Fluorescence spectra (λ_ex = 565 nm) of 2b (10 μM) in CH₃OH –H₂O(1:1, v/v) with the presence of 10 equivalents of various species. Top shows the photo of sensor 2b with different metal ions

Fig. 6

Fluorescence intensity (at 580 nm) of 2b (10 μM) upon the addition of 10 μM Fe³⁺ in the presence of 10 μM background metal ions in CH₃OH–H₂O (1:1, v/v). (λ_ex = 565 nm)

To further investigate the binding stoichiometry of 2b and Fe³⁺ ion, a fluorescence titration experiment was carried out. An increase of fluorescence intensity of 2b could be observed with gradual addition of Fe³⁺ ion(Fig. 7). Under optimal conditions, the detection limit for Fe³⁺ was as low as 10 μM(Fig. 7, inset).

Fig. 7

The fluorescence emission spectra of 2b (10 μM) in the presence of different concentrations of Fe³⁺(0.1, 0.2, 0.3, 0.4, 0.5, 0.6, 0.7, 0.8, 0.9, 1.0, 1.1, 1.2, 1.3, 1.4, 1.5, 2.0, 2.5, 3.0, 3.5, 4.0, 4.5, 5.0 eq.) in CH₃OH –H₂O(1:1, v/v). (λ_ex = 565 nm). Inset: Changes in the emission intensity at 580 nm

Effect of pH

In order to investigate the influence of the different acid concentration on the spectra of sensor 2b and find a suitable pH span in which sensor 2b can selectively detect Fe³⁺ efficiently, the acid titration experiments were performed. As shown in Fig. 8, the fluorescence titration curve of free sensor did not show obvious enhancement of fluorescence between pH 3.0 and 10.0, suggesting that spirolactam tautomer of sensor 2b was insensitive to the pH changes in this range. However, the addition of Fe³⁺ led to the enhancement of fluorescence over a comparatively wide pH range (3.0–7.0), which is attributed to opening of the rhodamine ring. Consequently, sensor 2b may be used to detect Fe³⁺ in approximate physiological conditions.

Fig. 8

Fluorescence intensity (580 nm) of free sensor 2b (10 μM) and in the presence of 10 equiv. Fe³⁺ in CH₃OH/Tris–HCl buffer (1:1, v/v) solutions with different pH conditions

Further, it was of great interest to investigate the reversible binding nature of the sensor. To demonstrate the reversibility of 2b, EDTA (10 eq.), as a strong affinity for Fe³⁺, was introduced into the solution containing 2b (10 μM) and Fe³⁺ (100 μM). Upon addition of CH₃OH–H₂O (1:1, v/v) solution of EDTA (up to 10 eq.) to a solution mixture of 2b (10 μM) and Fe³⁺(100 μM), the fluorescence intensity at 580 nm was decreased (blue line) due to decomplexation of Fe³⁺ from 2b by EDTA, and further addition of 10 eq. Fe³⁺ could recover the strong fluorescence again (green line) (shown in Fig. 9). This observation is assumed to be due to decomplexation of Fe³⁺ by EDTA followed by a spirolactam ring closure reaction. Thus, 2b can be classified as a reversible chemosensor for Fe³⁺.

Fig. 9

Fluorescence intensity of 2b (10 μM) to Fe³⁺ in CH₃OH –H₂O(1:1, v/v), (λ_ex = 565 nm)
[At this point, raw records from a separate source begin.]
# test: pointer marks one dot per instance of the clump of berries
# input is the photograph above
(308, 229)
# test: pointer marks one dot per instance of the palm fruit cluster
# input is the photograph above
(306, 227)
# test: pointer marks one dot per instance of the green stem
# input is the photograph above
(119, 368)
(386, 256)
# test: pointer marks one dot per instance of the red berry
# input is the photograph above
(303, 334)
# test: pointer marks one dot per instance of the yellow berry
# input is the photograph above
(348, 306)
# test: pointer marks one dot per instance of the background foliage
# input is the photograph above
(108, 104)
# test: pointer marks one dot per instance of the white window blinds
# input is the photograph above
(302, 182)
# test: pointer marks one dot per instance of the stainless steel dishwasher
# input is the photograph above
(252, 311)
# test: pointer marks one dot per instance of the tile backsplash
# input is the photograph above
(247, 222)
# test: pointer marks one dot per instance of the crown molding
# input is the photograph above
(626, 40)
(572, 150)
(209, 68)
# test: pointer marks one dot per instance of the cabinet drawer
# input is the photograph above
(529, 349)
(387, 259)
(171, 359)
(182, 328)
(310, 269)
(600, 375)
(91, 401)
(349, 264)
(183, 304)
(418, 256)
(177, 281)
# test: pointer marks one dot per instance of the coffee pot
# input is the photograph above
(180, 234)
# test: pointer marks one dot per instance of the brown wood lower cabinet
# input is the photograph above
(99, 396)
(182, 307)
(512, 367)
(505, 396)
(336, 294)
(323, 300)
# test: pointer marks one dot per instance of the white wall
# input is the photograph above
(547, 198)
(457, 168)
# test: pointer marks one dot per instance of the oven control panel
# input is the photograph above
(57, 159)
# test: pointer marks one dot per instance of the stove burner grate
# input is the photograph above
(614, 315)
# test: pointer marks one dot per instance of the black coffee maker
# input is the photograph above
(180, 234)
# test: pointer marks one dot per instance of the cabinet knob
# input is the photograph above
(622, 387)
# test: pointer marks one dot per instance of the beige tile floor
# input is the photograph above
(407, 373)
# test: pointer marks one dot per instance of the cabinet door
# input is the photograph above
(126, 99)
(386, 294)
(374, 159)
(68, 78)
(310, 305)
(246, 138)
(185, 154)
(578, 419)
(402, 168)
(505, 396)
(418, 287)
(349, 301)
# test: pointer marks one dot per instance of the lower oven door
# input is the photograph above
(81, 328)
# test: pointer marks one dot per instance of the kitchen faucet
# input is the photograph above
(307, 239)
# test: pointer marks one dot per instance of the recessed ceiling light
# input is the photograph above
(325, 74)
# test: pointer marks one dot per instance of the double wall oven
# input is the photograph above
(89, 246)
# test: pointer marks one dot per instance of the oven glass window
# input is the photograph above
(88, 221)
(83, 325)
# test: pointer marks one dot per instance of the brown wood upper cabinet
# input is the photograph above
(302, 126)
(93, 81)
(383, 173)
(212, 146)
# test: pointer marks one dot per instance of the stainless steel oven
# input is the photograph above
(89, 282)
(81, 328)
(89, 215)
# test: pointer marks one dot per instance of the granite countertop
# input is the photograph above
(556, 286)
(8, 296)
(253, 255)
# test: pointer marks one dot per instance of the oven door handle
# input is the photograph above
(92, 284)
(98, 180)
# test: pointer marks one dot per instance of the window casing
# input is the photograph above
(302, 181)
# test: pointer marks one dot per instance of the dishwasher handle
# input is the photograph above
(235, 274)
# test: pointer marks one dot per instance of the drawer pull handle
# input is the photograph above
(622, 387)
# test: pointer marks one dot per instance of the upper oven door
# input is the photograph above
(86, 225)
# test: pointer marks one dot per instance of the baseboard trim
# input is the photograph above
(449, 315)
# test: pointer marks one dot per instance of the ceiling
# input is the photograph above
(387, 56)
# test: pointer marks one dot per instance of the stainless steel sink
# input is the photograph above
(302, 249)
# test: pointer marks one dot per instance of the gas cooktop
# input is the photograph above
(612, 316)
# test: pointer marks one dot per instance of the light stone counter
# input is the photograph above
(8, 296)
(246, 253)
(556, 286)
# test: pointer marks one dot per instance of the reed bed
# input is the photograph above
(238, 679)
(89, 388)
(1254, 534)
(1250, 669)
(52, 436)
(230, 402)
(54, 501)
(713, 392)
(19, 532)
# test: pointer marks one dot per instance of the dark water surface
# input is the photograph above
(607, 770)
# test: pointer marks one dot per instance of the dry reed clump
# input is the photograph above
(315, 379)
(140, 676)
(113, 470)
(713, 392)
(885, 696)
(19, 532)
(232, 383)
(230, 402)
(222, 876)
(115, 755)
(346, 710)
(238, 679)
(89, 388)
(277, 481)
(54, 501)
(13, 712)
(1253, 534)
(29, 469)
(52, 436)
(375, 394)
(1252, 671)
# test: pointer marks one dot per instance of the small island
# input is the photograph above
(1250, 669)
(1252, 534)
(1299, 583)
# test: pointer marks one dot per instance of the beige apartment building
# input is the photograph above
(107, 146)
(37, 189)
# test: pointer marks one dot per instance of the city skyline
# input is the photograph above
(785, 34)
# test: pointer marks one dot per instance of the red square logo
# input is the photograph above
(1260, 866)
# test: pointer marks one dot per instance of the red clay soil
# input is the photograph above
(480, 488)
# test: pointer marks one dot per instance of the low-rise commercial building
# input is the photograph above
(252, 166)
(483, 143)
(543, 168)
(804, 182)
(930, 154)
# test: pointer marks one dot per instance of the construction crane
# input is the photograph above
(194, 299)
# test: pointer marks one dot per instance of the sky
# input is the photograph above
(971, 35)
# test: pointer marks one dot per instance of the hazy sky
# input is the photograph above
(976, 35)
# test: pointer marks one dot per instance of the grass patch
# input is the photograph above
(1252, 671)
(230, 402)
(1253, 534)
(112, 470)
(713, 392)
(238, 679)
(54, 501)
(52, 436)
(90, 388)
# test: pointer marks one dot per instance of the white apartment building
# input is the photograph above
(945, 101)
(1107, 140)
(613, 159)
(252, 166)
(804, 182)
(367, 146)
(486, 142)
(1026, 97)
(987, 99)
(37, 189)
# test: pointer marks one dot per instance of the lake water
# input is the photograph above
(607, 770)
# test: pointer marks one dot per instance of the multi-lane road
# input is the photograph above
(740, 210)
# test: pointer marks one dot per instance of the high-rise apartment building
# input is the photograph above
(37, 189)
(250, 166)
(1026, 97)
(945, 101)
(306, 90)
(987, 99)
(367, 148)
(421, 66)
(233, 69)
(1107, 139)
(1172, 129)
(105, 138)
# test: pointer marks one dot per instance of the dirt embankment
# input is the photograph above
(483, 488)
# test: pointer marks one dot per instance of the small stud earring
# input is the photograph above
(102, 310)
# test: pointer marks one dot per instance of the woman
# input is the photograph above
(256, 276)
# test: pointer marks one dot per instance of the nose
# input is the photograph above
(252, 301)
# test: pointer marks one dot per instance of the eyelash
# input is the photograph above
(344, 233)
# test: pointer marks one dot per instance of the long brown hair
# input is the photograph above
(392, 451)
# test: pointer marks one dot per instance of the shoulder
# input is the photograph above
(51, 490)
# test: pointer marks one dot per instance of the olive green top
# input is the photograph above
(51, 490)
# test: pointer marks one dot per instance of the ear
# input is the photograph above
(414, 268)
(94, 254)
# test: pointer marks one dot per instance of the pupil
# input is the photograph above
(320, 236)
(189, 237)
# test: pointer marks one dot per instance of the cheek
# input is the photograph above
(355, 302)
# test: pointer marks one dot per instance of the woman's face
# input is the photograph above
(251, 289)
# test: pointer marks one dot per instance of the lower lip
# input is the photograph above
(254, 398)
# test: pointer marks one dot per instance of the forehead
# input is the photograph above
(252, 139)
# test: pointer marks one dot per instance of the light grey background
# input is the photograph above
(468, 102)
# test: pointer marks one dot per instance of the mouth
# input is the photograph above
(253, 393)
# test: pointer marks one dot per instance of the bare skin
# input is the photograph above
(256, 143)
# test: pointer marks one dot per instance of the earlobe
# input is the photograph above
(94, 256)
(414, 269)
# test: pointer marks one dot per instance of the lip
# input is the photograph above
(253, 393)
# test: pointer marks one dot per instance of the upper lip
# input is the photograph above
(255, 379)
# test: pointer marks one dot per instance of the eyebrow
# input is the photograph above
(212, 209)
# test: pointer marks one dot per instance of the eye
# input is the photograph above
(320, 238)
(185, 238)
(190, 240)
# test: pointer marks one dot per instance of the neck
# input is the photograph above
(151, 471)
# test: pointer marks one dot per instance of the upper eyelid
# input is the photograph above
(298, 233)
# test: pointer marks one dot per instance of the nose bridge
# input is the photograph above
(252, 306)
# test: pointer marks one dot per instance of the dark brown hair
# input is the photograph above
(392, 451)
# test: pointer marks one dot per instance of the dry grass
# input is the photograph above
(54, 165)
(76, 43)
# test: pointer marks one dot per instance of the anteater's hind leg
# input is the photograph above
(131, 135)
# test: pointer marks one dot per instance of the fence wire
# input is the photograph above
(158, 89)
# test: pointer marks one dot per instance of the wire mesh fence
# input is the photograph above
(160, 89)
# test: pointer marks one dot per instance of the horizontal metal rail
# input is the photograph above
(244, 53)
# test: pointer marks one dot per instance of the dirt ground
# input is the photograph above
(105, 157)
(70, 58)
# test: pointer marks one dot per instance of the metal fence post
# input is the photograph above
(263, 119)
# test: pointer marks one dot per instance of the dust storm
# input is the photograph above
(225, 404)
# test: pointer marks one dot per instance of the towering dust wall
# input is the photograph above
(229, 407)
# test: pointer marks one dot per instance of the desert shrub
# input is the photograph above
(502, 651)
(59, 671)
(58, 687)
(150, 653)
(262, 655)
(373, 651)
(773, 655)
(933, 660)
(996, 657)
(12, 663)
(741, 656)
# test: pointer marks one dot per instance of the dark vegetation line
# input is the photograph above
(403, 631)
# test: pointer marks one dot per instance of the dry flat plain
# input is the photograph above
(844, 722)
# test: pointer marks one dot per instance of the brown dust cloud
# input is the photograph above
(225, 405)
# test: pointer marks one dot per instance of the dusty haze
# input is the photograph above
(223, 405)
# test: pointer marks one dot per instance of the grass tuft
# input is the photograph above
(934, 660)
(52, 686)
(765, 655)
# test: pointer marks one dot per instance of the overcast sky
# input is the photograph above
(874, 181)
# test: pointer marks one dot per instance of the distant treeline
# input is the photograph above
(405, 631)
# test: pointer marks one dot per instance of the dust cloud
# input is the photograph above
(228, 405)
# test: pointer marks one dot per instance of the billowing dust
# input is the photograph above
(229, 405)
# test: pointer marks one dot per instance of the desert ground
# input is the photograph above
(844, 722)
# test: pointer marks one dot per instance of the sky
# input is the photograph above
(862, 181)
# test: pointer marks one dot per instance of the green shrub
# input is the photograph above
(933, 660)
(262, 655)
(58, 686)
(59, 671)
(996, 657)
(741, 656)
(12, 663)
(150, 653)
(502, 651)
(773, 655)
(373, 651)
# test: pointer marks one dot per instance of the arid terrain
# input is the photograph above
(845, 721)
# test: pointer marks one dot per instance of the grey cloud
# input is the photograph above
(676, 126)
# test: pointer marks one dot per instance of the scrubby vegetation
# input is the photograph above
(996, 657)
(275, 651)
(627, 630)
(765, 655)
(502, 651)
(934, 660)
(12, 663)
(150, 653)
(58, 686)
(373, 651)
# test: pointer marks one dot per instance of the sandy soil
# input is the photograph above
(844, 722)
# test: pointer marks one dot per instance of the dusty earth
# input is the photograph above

Fluorescence spectral responses of 2a, 2c is similar with 2b, and the result should be seen in the supporting information (Fig. S14, S15, S16, S17, S18, S19, S20, S21).

Fluorescence Spectral Responses Contrast of 2a, 2b and 2c

We also find that there have some differences among the ability of 2a, 2b and 2c interact with Fe³⁺ ion. As shown in Fig. 10, 2a, 2b and 2c exhibit 63-fold, 98-fold, 33-fold enhancement of fluorescence intensity at peak wavelength 580 nm in the presence of 10 equiv. Fe³⁺, respectively. 2a and 2b may therefore be applicable as rhodamine-based turn-on type fluorescent chemosensors.

Fig. 10

Fluorescence intensity (at 580 nm) of 2a, 2b, 2c (10 μM) upon the addition of 10 μM Fe³⁺ in CH₃OH–H₂O (1:1, v/v). (λ_ex = 565 nm)

The fluorescence enhancement of 2c is not as good as that of 2a and 2b, but it also displays moderate selectivity for Fe³⁺. It is maybe due to the long carbon linker between the triazole with the rhodamine group and that result in amide and triazole group having a bad affinity toward Fe³⁺.

Conclusions

In conclusion, we synthesized three easily available fluorescent chemosensors (2a, 2b and 2c) for Fe³⁺. 2a and 2b exhibited a strong fluorescence enhancement upon addition of Fe³⁺ while showing almost no response to other cations. The colorimetric and fluorescent response to Fe³⁺ can be conveniently detected even by the naked eye, which provides a facile method for visual detection of Fe³⁺. 2a, 2b and 2c may therefore be applicable as rhodamine-based turn-on type fluorescent chemosensors.